I would now like to look at three novels, which are not the work of African American authors, but each in its own way throws light in questions of race and human relations.
– Chimamanda Ngozi Adiche, Americanah
The central section of this most enjoyable novel is set in the USA and contains the acute, often amusing observations of the protagonist, a Nigerian middle-class young woman, attending university in America, about the very foreign millieu she finds herself plunged into. The African perspective on American society, both black and white is fascinating.
– Andrea Levy, Small Island
Levy’s best-seller has acquired new relevance in the context of the ongoing Windrush scandal. Small Island is set in post-war Britain and follows some of the Caribbean migrants who came over to fill much needed jobs and met with appalling racism. Those where the days when rooming houses put up their infamous ‘no blacks, no Irish, no dogs’ signs. Yet, despite all that, there were acts of genuine love and acceptance. Just a reminder that the USA does not have a monopoly on corrosive racism
– Doris Lessing, The Grass is Singing
This is perhaps the best, most incisive portrayal of racism ever written. It is set in colonial Rhodesia (present day Zimbabwe) and tells the story of a white woman and her mix of attraction/repulsion for a handsome young black servant. Uncompromising and disturbing, this is a seminal dissection of the irrational feelings and instincts that coalesce into racism.
Finally a book of essays that became a classic of the African American civil rights movement:
– James Baldwin, The Fire Next Time
Black and gay, James Baldwin spent much of his life in self-exile in Paris.

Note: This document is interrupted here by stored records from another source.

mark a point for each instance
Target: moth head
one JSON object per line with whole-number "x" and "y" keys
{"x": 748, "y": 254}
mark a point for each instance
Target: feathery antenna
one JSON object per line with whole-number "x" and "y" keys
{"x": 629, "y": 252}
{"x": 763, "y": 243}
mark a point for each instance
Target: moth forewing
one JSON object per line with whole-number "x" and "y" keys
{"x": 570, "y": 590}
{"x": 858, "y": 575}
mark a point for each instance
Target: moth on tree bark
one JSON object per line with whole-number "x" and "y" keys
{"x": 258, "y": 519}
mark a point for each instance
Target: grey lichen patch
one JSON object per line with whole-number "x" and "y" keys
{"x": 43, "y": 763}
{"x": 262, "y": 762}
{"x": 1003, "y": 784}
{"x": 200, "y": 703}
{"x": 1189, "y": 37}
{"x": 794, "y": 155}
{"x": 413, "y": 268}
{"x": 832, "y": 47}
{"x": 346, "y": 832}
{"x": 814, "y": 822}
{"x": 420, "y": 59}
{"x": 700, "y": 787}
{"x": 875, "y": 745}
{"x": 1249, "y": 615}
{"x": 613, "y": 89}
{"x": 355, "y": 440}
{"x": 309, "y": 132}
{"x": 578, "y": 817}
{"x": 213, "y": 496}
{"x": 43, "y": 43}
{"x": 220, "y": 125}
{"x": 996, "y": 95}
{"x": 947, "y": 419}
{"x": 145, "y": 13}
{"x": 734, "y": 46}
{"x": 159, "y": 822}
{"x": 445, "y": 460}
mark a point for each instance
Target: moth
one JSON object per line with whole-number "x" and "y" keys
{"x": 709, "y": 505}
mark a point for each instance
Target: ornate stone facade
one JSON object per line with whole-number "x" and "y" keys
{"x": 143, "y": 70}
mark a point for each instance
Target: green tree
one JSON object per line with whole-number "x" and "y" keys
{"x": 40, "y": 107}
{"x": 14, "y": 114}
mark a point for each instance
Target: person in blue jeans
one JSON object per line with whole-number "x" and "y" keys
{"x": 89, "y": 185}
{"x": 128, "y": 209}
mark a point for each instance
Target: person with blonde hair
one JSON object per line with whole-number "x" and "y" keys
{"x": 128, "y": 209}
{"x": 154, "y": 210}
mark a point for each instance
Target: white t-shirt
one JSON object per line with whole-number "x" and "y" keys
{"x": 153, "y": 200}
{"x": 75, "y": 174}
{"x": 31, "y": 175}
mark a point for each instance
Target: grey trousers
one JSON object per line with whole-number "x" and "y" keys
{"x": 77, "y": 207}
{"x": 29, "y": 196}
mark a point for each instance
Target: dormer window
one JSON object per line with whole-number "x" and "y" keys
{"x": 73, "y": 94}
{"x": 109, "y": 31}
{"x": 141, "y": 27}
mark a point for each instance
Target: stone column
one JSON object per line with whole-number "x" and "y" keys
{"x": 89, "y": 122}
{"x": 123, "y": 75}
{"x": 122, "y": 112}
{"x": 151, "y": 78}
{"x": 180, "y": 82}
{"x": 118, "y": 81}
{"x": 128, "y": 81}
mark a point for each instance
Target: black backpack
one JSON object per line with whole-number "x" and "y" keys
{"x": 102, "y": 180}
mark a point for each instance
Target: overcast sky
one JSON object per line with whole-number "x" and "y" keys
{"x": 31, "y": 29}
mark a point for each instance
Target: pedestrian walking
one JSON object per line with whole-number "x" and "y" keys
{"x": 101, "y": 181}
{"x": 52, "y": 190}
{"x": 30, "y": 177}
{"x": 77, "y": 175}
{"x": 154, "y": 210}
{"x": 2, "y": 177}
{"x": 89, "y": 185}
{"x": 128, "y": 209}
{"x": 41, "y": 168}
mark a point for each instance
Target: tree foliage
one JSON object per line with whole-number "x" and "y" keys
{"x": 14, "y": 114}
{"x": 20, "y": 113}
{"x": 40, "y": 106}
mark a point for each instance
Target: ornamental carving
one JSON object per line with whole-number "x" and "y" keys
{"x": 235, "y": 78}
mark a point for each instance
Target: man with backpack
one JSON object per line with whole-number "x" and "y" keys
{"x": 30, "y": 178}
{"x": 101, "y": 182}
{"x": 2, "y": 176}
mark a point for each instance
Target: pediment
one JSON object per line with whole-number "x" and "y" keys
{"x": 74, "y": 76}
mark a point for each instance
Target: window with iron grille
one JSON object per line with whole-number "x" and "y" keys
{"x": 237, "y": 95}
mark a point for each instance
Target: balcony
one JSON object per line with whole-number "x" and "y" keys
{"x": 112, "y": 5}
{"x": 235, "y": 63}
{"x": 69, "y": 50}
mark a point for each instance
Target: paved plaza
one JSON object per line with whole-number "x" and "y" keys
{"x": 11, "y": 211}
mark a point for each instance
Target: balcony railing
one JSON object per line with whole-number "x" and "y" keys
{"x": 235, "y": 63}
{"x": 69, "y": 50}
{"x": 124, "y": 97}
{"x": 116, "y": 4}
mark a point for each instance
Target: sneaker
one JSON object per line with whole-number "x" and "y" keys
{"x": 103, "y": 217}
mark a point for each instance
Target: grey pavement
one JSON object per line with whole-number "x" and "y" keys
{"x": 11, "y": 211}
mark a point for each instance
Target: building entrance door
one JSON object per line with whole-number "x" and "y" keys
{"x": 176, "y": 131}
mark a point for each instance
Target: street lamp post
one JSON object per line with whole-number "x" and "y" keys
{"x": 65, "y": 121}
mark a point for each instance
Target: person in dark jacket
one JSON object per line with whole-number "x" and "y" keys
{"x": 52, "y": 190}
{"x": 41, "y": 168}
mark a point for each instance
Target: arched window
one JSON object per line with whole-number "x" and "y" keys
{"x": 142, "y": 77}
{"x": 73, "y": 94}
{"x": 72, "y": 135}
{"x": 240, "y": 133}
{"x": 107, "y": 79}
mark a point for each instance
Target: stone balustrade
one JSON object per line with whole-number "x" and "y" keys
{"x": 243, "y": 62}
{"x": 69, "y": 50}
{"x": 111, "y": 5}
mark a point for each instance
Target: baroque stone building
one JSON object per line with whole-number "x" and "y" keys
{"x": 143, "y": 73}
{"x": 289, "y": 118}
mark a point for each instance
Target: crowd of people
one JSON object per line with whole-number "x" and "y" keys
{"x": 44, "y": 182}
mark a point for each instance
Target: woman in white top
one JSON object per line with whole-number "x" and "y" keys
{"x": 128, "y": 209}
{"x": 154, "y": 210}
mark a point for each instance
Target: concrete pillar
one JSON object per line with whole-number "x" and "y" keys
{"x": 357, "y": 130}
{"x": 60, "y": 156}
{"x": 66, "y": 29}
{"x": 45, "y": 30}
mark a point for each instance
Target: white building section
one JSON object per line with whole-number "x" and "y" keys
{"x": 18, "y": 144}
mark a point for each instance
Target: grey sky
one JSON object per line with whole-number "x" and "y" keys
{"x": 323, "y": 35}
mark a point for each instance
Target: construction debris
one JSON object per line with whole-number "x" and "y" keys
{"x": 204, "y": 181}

He was a prolific writer and any of his novels goes a long way towards illuminating the condition of African Americans in mid-20th century America. However, the two essays contained in The Fire Next Time explicitly analyse the many questions surrounding race in the USA. The first essay, in the form of a letter to his 14-year-old nephew, focusses on the centrality of race in the history of America. The second deals with the relations between race and religion.